Наблюдения над стилистикой переписки Блока с женой обнаруживает резкий перелом после 1903 года (год свадьбы). Высокий романтический стиль ранних писем к 1906 году сменяется раскованным, фамильярным, домашним. Прежде всего это сказывается на номинации участников переписки, которая отражается и в обращениях, и в самоназываниях (Любовь Дмитриевна — Люба — милая — Буся — Бу — Заяц, Зайц, Зайчик — Зайчичек; Александр Александрович — Саша — милый мой — хозяин). Соотносимые именования «Заяц — хозяин» обнаруживаются в период написания стихотворения «Зайчик» (хотя, очевидно, возникли значительно раньше, просто совместное существование не предполагало переписки) и позволяют предположить, что у стихотворения двойная адресация — 1) массовый детский читатель и 2) жена поэта. Сохраняется весь семантический ореол «заячьей» темы, возникший еще в стихах Блока-ребенка, только теперь на первый план выходит мотив детскости. Достаточно прочесть записи Блока о «Любе» в дневниках и записных книжках, чтобы стало ясно, что он видит в ней то, чего не видели остальные: она ребенок, «маленькая» (самая частотная номинация, при том что во всех воспоминаниях ее описывают как высокую, статную и недобрую молодую женщину [Максимов 1999]). Номинация «заяц» характерна только для коммуникативных жанров — писем, записок, устного общения. В фонде Блока в РГАЛИ сохранились шуточные рисунки и шаржи: 1) рисунок, завершающий записку Блока к жене, с зайцем перед капустной грядкой и вырванной морковкой (в отдалении дремлет хозяин огорода); 2) шуточная иллюстрация к стихотворению о Канте «Сижу за ширмой.
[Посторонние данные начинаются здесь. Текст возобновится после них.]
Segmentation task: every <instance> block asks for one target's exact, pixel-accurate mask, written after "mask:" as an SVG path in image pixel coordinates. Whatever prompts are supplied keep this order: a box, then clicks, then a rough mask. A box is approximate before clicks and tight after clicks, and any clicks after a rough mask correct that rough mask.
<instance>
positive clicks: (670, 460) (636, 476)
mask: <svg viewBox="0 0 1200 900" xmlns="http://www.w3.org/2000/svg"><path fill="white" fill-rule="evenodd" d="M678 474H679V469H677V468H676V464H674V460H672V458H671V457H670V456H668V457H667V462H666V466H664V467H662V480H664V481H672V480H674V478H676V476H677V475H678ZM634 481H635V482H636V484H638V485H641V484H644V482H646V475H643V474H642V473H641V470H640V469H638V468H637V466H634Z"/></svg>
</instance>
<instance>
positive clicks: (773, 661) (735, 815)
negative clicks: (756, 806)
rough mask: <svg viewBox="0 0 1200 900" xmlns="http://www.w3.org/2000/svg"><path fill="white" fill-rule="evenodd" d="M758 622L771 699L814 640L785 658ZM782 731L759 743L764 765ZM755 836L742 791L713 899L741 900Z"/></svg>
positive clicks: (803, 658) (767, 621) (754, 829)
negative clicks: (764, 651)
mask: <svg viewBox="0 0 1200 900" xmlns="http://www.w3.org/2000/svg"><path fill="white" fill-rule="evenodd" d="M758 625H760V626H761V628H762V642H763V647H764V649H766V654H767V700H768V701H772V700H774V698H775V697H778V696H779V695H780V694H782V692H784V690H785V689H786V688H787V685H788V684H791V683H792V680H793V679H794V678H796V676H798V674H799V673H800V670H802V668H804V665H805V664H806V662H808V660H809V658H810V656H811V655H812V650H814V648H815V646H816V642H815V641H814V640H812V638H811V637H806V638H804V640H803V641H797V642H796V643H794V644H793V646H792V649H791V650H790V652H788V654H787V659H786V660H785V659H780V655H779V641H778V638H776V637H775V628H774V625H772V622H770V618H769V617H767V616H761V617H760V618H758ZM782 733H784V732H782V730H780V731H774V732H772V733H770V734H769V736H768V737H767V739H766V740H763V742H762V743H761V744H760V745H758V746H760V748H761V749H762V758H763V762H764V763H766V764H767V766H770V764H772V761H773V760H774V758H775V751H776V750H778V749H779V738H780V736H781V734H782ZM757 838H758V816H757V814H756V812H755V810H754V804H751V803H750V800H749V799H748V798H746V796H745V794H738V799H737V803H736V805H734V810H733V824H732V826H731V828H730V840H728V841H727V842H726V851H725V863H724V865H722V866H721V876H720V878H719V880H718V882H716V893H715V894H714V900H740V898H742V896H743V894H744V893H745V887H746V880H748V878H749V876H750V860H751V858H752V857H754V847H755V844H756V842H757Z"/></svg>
У меня такие тоненькие ножки…». По другую от «Канта» сторону ширмы — детская фигура (скорее — фигура девочки в коротком платье), но с заячьими ушами и с подписью строки из стихотворения: «Меня давно развлечься просят»; 3) рисунок «Как мы ездим в гости» (в коляску впряжен заяц, подгоняемый кнутиком седока в шляпе); 4) «Заячий аттестат» на трех языках (русском, французском и немецком); 5) записка:

 

Зайчичек малый,

Скушай просвирку,

Никуда не бегай,

Сиди в платочке,

Потряхивай лапочками,

Сожмись в комочек,

Занимайся тряпочками,

Кушай листочки,

Читай книжки и бумажки,

Дожидайся Сашки.

 

Шутливый «домашний» язык, частью которого были именования «заяц» и «хозяин», оказывается в переписке и в реальной семейной жизни Блоков неизменным средством, позволяющим уходить от драматического напряжения во взаимоотношениях. Так, в 1907 году, в период первого после свадьбы серьезного увлечения Блока актрисой Н.Н. Волоховой, начавшегося еще в 1906-м, сказавшегося и в личных взаимоотношениях, и в трансформации структуры всего автобиографического сюжета в творчестве, вплоть до появления второй героини в лирике и драматургии, Л.Д. Блок — также впервые — уезжает одна в Шахматово. Переписка свидетельствует, что домашний язык сохранен, а значит, сохраняется и возможность продолжения общей жизни. Л.Д. — по-прежнему «заяц Бу», «зайчичек» и «заяц», Блок — по-прежнему «хозяин»: «И немножко мне как-то не по себе и тревожно, что ты одна и не со мной. — Ничего, что ты, маленькая Люба, лентяй и глупый — у тебя щечки потолстеют и порозовеют. Ты самый, самый настоящий маленький заяц Бу»[3]. «Пока болят лапки, заяц сидит дома и занимается шитьем. Очень их лечит, чтобы с хозяином бегать. Ждет хозяина, уши навостряет»[4], — ср.: «Лапки наступают / На желтые листочки. <…> Очень неприятно / По воде ступать».

«Детское», связанное у Блока с образом зайца, переплетается с его неизменным представлением о Л.Д. как о взрослом ребенке. В его дневнике и записных книжках она — неизменно «маленькая», «маленькая Люба», «маленькая Бу», на рисунках — в детском платье с панталончиками и с бантом, часто напоминающим заячьи уши.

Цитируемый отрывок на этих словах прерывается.